Le discours de campagne soulève une interrogation majeure : pourquoi ce tournant maintenant, après plus de quarante ans de domination politique ? L'ancien ministre des Finances Mathias Dzon, passé à l'opposition, souligne l'hypocrisie : « Cela fait 40 ans qu'il est au pouvoir, pourquoi ne l'a-t-il pas fait avant ? C'est maintenant qu'il veut le faire, alors qu'il a vieilli et qu'il ne peut plus ? »

Du côté du pouvoir, on défend une évolution progressive. Selon Anatole Collinet Makosso, le président a d'abord hérité « d'un pays en ruine après la guerre » dans les années 1990, puis s'est concentré sur la stabilisation et la reconstruction avant d'engager une marche vers le développement à partir de 2009. Cette trajectoire aurait été perturbée par la chute des prix du pétrole (2014-2016) et la pandémie de Covid-19.

Aujourd'hui, le Premier ministre assure que les bases économiques sont plus solides, avec une croissance estimée autour de 3,6%. « Nous passons de la résilience à la relance », affirme-t-il. Néanmoins, cette croissance peine à réduire la pauvreté.

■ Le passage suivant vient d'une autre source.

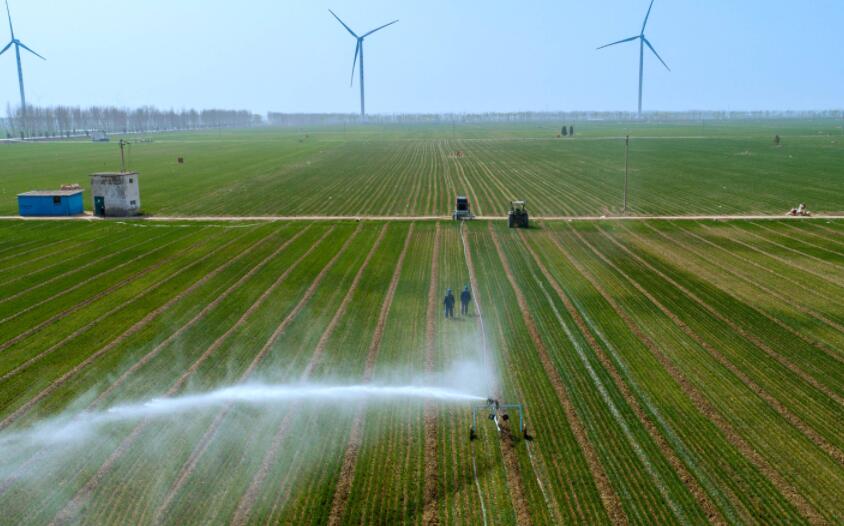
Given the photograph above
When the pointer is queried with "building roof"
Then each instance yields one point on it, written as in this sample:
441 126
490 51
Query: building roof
49 193
113 174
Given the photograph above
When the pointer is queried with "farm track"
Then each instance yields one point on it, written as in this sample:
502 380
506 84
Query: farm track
693 486
774 402
507 441
700 402
703 377
347 472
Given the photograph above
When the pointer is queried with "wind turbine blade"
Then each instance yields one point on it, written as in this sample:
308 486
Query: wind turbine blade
21 44
647 17
338 19
354 64
9 14
657 54
379 28
621 41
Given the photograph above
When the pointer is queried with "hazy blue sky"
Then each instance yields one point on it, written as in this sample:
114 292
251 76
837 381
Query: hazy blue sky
442 56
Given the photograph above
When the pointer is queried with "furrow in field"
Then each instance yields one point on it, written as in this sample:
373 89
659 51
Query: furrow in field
832 280
787 490
247 502
757 284
74 507
507 445
691 483
56 384
87 327
788 300
28 288
774 402
697 398
209 434
609 497
430 493
79 305
347 471
205 310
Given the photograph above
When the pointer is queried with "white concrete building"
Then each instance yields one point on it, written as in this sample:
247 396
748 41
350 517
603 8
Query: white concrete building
116 194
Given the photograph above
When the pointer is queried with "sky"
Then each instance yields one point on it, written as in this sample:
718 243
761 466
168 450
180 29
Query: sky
442 56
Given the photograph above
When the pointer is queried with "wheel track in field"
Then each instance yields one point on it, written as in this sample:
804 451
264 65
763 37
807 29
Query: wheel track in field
343 487
690 482
801 240
74 269
72 509
790 300
610 499
771 400
198 317
37 456
87 301
190 465
703 405
823 277
88 326
136 327
247 501
430 490
824 348
749 337
507 442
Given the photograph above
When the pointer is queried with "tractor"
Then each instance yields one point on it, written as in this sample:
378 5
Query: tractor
518 217
461 209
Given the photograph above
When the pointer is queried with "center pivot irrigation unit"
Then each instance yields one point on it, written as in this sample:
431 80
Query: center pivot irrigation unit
497 413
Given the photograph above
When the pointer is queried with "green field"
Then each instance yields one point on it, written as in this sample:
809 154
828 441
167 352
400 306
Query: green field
680 168
674 372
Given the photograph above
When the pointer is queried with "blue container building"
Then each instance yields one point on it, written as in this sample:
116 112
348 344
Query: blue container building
50 203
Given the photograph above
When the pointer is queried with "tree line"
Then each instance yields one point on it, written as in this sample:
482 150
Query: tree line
67 121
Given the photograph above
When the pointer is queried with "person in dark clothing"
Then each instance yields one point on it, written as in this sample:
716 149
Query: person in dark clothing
465 298
449 304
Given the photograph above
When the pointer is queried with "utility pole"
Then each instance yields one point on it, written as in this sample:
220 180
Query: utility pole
626 169
122 156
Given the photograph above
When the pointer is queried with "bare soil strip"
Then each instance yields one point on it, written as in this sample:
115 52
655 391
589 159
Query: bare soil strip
776 404
119 340
691 483
431 497
610 499
247 502
699 400
73 508
347 471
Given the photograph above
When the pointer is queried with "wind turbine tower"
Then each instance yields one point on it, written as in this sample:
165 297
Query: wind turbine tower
18 45
359 54
643 41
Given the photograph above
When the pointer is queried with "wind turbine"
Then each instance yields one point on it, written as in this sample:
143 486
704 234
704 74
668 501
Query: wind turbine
643 41
359 53
18 45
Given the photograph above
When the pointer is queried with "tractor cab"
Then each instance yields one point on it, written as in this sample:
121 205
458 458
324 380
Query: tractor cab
518 216
461 209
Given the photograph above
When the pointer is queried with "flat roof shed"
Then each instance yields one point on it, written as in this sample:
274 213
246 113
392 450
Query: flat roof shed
50 203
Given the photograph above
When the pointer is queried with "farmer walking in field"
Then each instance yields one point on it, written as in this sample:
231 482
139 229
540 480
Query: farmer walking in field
449 304
465 298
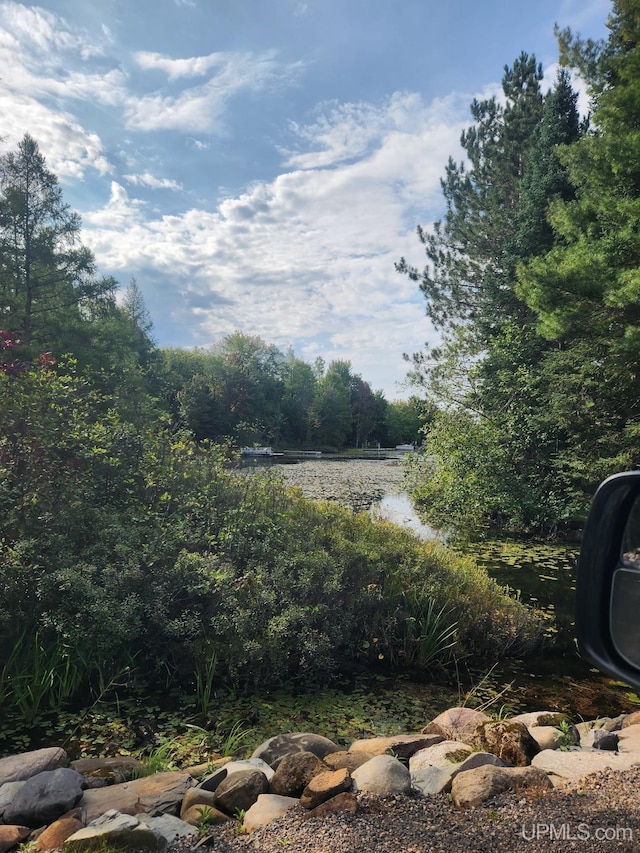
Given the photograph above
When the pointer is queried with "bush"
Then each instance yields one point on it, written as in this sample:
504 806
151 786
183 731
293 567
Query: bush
129 548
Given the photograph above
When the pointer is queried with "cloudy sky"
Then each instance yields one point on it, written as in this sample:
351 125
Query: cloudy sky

Captée par le secteur extractif, elle ne ruisselle pas vers les 70% de la population active dépendant de l'agriculture informelle.

Fin 2023, la Banque mondiale estimait que près d'un Congolais sur deux vivait sous le seuil de pauvreté international avec moins de deux dollars par jour. Le rapport 2026 de l'OCDH souligne : « L'insécurité alimentaire demeure préoccupante, notamment dans les zones rurales, en raison de la hausse des prix, des perturbations des chaînes d'approvisionnement et de la faiblesse des infrastructures agricoles et de transport. »

Une opposition marginalisée et sceptique

Face à une opposition qui peine à se faire entendre, ces promesses de campagne n'avaient de toute manière pas pour objectif de convaincre les électeurs, ceux-ci étant, selon le pouvoir, déjà largement convaincus. « Les Congolais souhaitent tirer profit de son expérience, et lui laisser l'opportunité de poursuivre le travail commencé », affirment les soutiens de Denis Sassou Nguesso.

La société civile explique le manque d'opposition par le verrouillage de l'espace démocratique. « L'absence de contradiction est le résultat d'une répression systématique et de l'emprisonnement de figures politiques comme Jean-Marie Michel Mokoko ou André Okombi Salissa », dénonce-t-elle.

L'opposant historique Clément Mierassa estime même : « Le premier opposant de Monsieur Sassou, ce sont les Congolais eux-mêmes qui pensent qu'il ne peut plus rien apporter au pays. » Vivian Romain Manangou ajoute : « Sans leur proposer un centime, on sent une adhésion à nos discours. »

La question de la succession et de l'alternance

Interrogé sur la perspective d'un dernier mandat, Denis Sassou Nguesso se présente comme « un trait d'union entre le passé et l'avenir », avec l'objectif de préparer une économie plus stable pour les générations futures. « Le moment venu, le relais sera passé », assure son entourage.

Mais Clément Mierassa rétorque : « On ne peut pas parler de relais quand le système est verrouillé pour empêcher toute alternance réelle. » Vivian Romain Manangou propose un « quinquennat de transition pour revoir les bases de la République », ajoutant : « Tant que le système institutionnel marche de cette façon, peu importe qui sera mis à la tête de l'État, il fonctionnera toujours de cette manière. » Pour eux, la « stabilité » prônée par le pouvoir symbolise quarante ans « d'immobilisme ».